Source: FEMA: During a Nuclear Power Emergency

36. What takes place during a nuclear accident?

When a reactor is operating, the fuel gets very hot. The fuel is immersed in water, and the heat produces steam, which is used to drive a turbine to produce electricity. The water also keeps the fuel from overheating, and is continuously circulated through the reactor core to carry away excess heat. Even if the reactor shuts down, the fuel will remain hot for a long time, so must still be cooled.

Fuel Damage
If the pumps that circulate the cooling water are not operating, the water in the reactor vessel will heat up and evaporate, and the fuel can become uncovered inside the reactor vessel.

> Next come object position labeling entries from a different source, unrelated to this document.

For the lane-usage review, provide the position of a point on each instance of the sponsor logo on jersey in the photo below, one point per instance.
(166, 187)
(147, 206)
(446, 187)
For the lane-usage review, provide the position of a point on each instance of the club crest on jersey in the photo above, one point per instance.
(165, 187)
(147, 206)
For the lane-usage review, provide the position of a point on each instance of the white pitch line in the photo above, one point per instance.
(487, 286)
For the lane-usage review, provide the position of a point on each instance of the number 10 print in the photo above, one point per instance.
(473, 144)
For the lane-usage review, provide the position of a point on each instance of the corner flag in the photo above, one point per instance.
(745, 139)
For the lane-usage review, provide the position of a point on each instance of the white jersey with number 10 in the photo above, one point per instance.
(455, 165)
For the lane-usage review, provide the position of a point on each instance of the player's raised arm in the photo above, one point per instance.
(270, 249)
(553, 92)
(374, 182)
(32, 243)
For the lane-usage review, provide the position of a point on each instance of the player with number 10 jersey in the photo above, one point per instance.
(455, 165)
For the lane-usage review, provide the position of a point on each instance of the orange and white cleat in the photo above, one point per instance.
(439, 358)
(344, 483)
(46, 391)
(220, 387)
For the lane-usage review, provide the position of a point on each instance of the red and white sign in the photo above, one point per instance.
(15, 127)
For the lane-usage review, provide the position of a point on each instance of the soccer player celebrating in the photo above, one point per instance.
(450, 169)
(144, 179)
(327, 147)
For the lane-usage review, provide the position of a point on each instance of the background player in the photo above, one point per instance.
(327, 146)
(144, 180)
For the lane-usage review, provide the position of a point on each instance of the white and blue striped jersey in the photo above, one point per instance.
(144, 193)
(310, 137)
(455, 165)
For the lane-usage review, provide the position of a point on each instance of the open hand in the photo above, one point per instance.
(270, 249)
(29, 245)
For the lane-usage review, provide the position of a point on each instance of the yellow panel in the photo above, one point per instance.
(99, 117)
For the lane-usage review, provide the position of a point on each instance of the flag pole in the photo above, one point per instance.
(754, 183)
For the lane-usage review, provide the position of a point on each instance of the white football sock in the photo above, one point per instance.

Radioactivity Release Pathways
The radioactive material released from damaged fuel into the reactor vessel can get into the primary containment. To protect the reactor vessel and attached piping from rupturing due to high pressure, relief valves automatically open to discharge steam—and the radioactive material along with it—into the primary containment structure. Workers may also manually open the relief valves to prevent high pressure in the reactor vessel from impeding the flow of makeup water, such as the sea water

Partial Meltdown
If the fuel is uncovered by water and exposed for a period of hours, it will start to melt. This makes cooling more difficult as the melted fuel clogs the spaces between the fuel rods. The melted fuel will start to collect on the bottom of the steel reactor vessel (sometimes called the lower head). The molten fuel will begin to burn its way through the reactor vessel.

Complete Meltdown
If the water level is low enough, essentially all the fuel in the core can melt and will fall to the bottom of the reactor vessel. It will be a matter of hours before the fuel melts through the steel reactor vessel and onto the concrete floor of the primary containment. The containment is designed to contain the melted fuel and its radioactive emissions, but there are ways in which the primary containment can fail in the event of a meltdown; this has been a concern with the Mark I containment, which the affected Japanese reactors use. The emissions will generate increasing pressure over a period of days and weeks, which can lead to collapse of the primary containment if it is not relieved.